4. One-sided selection: Sort the majority class examples by their distance from the minority class, and remove examples that are closest. This preferentially retains examples that are "further away" from the minority class.

5. Condensed nearest neighbor: Identify majority class examples that have only examples of the same class as their nearest neighbors, and remove them. This leaves data points that are more informative for distinguishing the classes.

#### Q11: You discover that the dataset is unbalanced with a low percentage of occurrences while working on a project that requires you to estimate the occurrence of a rare event. What methods can you employ to balance the dataset and up-sample the minority class?

Here are some methods  to upsample the minority class of occurrences in your imbalanced dataset:

1. Random duplication: Simply duplicate random minority class examples at random until the classes are balanced. This is simple but can lead to overfitting since some examples are repeated multiple times.

2. SMOTE: Synthetic Minority Oversampling Technique generates synthetic minority class examples rather than duplicating existing data. It works by identifying minority class examples that are close together, and generating new data along the line segment joining any/all of the k closest neighbors. 

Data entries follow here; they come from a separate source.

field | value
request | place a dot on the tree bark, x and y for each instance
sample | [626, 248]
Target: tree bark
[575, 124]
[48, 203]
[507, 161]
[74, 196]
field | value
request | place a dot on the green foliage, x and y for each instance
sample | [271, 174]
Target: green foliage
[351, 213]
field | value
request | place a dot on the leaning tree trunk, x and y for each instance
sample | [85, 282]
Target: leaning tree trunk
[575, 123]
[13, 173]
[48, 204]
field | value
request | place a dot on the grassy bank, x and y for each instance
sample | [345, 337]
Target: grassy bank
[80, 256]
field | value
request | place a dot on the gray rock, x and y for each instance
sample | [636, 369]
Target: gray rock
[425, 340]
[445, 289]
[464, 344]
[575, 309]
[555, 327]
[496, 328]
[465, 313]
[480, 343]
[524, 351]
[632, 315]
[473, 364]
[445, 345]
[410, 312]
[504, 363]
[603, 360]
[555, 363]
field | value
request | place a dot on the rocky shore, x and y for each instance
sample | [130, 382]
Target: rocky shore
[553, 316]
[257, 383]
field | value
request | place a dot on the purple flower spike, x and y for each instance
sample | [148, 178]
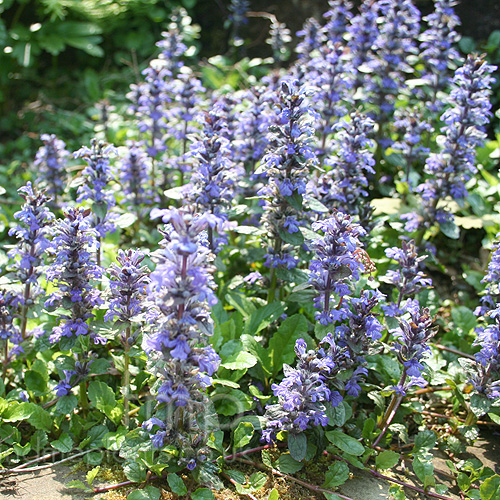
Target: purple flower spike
[73, 272]
[181, 292]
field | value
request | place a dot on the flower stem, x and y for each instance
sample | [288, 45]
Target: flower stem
[126, 383]
[84, 402]
[391, 411]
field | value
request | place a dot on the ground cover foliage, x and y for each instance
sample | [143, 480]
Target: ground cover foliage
[265, 263]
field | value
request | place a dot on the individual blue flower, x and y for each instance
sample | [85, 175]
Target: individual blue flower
[96, 189]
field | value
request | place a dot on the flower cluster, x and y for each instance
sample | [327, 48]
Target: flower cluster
[50, 161]
[408, 279]
[287, 164]
[97, 176]
[437, 48]
[362, 329]
[331, 73]
[336, 263]
[128, 281]
[344, 186]
[251, 140]
[304, 392]
[338, 16]
[135, 176]
[451, 168]
[212, 184]
[73, 271]
[172, 43]
[411, 348]
[182, 291]
[32, 232]
[399, 25]
[362, 32]
[149, 104]
[411, 126]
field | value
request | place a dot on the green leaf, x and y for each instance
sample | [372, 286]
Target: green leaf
[424, 469]
[64, 444]
[202, 494]
[91, 474]
[346, 443]
[35, 383]
[126, 220]
[18, 411]
[66, 404]
[274, 495]
[387, 459]
[239, 361]
[41, 367]
[103, 398]
[135, 472]
[282, 343]
[490, 488]
[297, 445]
[295, 239]
[450, 229]
[231, 402]
[77, 484]
[295, 200]
[424, 441]
[331, 496]
[40, 419]
[287, 464]
[368, 428]
[21, 451]
[463, 481]
[240, 303]
[243, 434]
[464, 318]
[494, 417]
[257, 480]
[336, 415]
[216, 441]
[263, 317]
[148, 493]
[337, 474]
[397, 492]
[176, 484]
[479, 404]
[262, 354]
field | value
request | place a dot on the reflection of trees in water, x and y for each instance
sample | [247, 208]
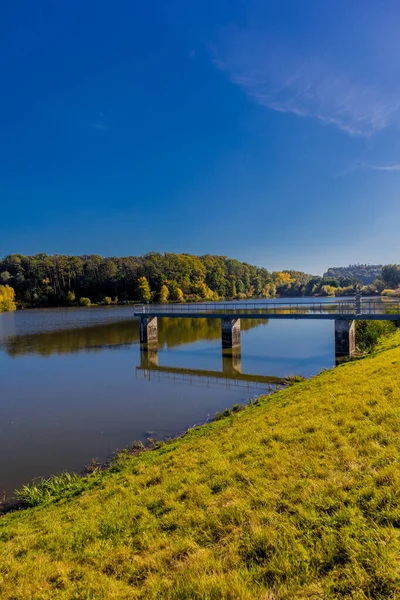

3. ADASYN:  Advanced Synthetic Sampling generates different numbers of synthetic examples for different minority class examples, based on how "hard" they are to learn. It focuses more synthetic data around minority examples that are hard to learn.

4. Cluster-based oversampling: Group minority class examples into clusters and generate synthetic samples for each cluster. This helps generate more varied synthetic data that captures some of the underlying structure of the minority class.

5. Gaussian distribution oversampling: Generate synthetic data from a Gaussian distribution centered around existing minority class examples. The width of the distribution controls how similar synthetic data is to existing data.